Ce qu’il faut retenir, c’est que ces moments uniques de beauté sont progressivement devenus des symboles de la pop culture, ont contribué à influencer les tendances (ce que nous vous expliquions dans le premier volet de notre analyse) … et ont souvent servi de rampe de lancement à des couturiers de haut vol. Car le cinéma est probablement le meilleur panneau publicitaire qui soit pour les grands noms de la mode, qui en apprécient la visibilité, saisissant ainsi l’occasion de mettre en situation leurs créations.

Couturiers, costumiers … visibilité exacerbée !

Nous citions Givenchy au début de cet article. Il ne fut pas le seul, loin de là. L’explosion des films de science-fiction a favorisé l’avènement de grands noms. Pour le film de Roger Vadim, Barbarella, la garde-robe de Jane Fonda fut intégralement réalisée par Paco Rabanne. C’était l’époque de la conquête spatiale, Joëlle Moulin historienne de l’art et du cinéma qualifie les tendances de ce cinéma « d’esthétique Spoutnik » … esthétique qui servira de tremplin pour des créateurs comme Courrèges ou Pierre Cardin. 

Autre exemple, Jean-Paul Gauthier qui travaillera avec Pedro Almodovar, Luc Besson et Josiane Balasko, apportant sa griffe extravagante sur Kika, Le Cinquième élément, Ma vie est un enfer … Avant lui, Balmain s’était distingué en dessinant les tenues de Brigitte Bardot pour Et dieu créa la femme de Vadim. Ce qui lancera la vague des jupes crayons, le look BB et mettra en évidence le travail du couturier. Un challenge artistique ? Pas seulement. Créer les costumes d’un film, c’est inscrire le nom de son atelier au générique, profiter des retombées média, des critiques … c’est l’occasion rêvée de montrer ses modèles à un public vaste qui ne fréquente pas forcément les salons et les défilés … et d’asseoir son positionnement en imposant sa présence sur le marché.

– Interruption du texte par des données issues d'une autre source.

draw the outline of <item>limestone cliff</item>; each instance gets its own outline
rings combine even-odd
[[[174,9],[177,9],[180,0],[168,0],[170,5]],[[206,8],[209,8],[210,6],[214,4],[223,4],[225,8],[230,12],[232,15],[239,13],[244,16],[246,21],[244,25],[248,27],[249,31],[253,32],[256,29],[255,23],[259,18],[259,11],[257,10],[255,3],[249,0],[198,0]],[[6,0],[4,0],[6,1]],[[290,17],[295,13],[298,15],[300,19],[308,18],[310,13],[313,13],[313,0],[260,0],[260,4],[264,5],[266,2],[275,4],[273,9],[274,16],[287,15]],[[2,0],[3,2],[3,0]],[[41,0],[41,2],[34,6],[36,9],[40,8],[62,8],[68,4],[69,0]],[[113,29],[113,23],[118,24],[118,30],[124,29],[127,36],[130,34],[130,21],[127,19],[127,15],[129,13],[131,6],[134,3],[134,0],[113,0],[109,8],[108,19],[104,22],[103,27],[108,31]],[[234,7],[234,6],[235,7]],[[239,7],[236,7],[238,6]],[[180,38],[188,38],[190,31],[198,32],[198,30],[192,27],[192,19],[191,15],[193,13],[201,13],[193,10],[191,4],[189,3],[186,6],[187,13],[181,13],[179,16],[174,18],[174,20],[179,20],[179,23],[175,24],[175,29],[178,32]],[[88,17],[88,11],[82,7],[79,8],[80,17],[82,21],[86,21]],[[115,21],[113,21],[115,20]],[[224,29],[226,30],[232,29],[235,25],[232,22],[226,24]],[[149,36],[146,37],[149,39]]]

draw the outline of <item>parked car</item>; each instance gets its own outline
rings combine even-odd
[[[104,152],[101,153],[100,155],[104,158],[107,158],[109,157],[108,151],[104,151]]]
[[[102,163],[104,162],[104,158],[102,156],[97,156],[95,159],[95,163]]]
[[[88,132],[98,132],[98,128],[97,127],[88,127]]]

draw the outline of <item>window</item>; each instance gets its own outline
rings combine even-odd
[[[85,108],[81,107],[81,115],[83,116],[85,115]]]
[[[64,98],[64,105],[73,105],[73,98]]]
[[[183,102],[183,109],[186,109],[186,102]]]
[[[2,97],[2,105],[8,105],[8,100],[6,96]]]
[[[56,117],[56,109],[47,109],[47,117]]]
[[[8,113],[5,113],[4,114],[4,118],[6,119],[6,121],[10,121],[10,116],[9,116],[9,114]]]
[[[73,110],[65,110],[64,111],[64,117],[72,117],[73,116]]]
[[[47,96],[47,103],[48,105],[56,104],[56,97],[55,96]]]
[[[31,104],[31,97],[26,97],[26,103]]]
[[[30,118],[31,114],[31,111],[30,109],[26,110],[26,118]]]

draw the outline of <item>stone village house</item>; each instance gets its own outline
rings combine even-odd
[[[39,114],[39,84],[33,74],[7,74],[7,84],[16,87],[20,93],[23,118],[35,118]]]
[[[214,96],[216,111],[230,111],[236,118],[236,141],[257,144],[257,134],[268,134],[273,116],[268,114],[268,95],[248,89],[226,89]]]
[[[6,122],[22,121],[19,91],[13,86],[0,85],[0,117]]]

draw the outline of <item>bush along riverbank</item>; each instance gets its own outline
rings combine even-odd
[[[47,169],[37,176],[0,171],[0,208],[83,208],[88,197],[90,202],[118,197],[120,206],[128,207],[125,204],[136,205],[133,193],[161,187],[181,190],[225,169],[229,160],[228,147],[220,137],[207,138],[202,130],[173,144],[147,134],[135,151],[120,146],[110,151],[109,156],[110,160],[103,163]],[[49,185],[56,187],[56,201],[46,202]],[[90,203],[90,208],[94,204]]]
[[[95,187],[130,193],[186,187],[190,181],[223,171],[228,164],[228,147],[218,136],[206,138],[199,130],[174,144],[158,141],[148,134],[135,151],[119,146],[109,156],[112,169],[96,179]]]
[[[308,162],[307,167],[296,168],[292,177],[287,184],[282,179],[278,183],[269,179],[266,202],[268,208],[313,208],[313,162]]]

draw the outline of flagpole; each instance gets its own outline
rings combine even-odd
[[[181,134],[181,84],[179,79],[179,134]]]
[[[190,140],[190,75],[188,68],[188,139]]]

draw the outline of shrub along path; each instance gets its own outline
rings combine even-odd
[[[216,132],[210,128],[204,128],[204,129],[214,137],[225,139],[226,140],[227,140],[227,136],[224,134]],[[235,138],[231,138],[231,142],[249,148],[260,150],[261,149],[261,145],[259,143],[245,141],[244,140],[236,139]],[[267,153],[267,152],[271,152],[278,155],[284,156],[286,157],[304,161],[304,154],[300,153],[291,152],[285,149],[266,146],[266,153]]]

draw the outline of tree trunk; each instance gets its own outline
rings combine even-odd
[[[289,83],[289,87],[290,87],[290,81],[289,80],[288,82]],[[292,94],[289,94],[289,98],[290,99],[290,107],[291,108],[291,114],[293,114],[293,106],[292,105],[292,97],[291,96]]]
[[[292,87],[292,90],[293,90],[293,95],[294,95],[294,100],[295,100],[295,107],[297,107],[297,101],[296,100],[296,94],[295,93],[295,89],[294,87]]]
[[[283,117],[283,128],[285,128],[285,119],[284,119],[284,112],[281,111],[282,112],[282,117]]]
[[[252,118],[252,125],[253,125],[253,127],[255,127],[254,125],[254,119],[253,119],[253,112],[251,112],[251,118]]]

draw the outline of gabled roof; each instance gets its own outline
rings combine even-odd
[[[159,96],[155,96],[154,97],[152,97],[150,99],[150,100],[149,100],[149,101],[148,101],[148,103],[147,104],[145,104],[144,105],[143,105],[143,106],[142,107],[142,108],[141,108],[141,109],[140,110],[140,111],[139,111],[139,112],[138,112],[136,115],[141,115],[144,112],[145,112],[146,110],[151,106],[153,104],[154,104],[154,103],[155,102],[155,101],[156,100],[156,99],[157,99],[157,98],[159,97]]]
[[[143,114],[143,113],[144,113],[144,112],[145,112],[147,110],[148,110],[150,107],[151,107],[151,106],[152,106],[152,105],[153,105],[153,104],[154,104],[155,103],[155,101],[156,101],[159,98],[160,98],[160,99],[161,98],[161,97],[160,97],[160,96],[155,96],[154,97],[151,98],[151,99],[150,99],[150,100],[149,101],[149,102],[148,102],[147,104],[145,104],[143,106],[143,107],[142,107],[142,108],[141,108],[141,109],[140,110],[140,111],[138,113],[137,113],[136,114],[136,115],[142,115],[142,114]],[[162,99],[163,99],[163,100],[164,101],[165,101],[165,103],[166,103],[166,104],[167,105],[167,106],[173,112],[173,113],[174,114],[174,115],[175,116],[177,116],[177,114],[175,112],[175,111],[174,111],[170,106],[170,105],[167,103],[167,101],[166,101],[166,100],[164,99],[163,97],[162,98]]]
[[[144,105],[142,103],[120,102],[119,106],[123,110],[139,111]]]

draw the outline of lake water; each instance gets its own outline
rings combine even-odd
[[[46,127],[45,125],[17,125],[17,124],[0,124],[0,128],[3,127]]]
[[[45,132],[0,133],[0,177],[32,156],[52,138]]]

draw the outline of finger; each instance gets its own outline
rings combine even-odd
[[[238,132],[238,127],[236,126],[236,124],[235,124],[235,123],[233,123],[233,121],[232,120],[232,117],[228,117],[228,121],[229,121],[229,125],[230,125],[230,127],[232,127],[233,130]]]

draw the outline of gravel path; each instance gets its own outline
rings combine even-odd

Le calcul est simple : un film va potentiellement être vu des milliers de fois dans le monde, ses plans vont impacter l’esprit des spectateurs sur le long terme. Figurer dans l’équipe d’une production à gros budget offre la chance incroyable d’étendre son influence de marque, de séduire de nouveaux consommateurs et de fidéliser un public qui se souviendra de tous les détails, même de l’habillement des personnages préférés ou détestés. Giorgio Armani l’a bien compris. Passionné par le 7éme art, il collabore depuis 1980 avec le cinéma, imposant initialement sa signature sur American Gigolo ; la scène culte de Richard Gere en boxer a déclenché une explosion des ventes. Les consommateurs américains ont dévalisé les boutiques de la marque italienne. Idem lors du tournage du célèbre Les Incorruptibles de Brian De Palma avec Kevin Costner, Robert de Niro et Sean Connery qui arborent les costumes du couturier avec une élégance nonchalante et étudiée.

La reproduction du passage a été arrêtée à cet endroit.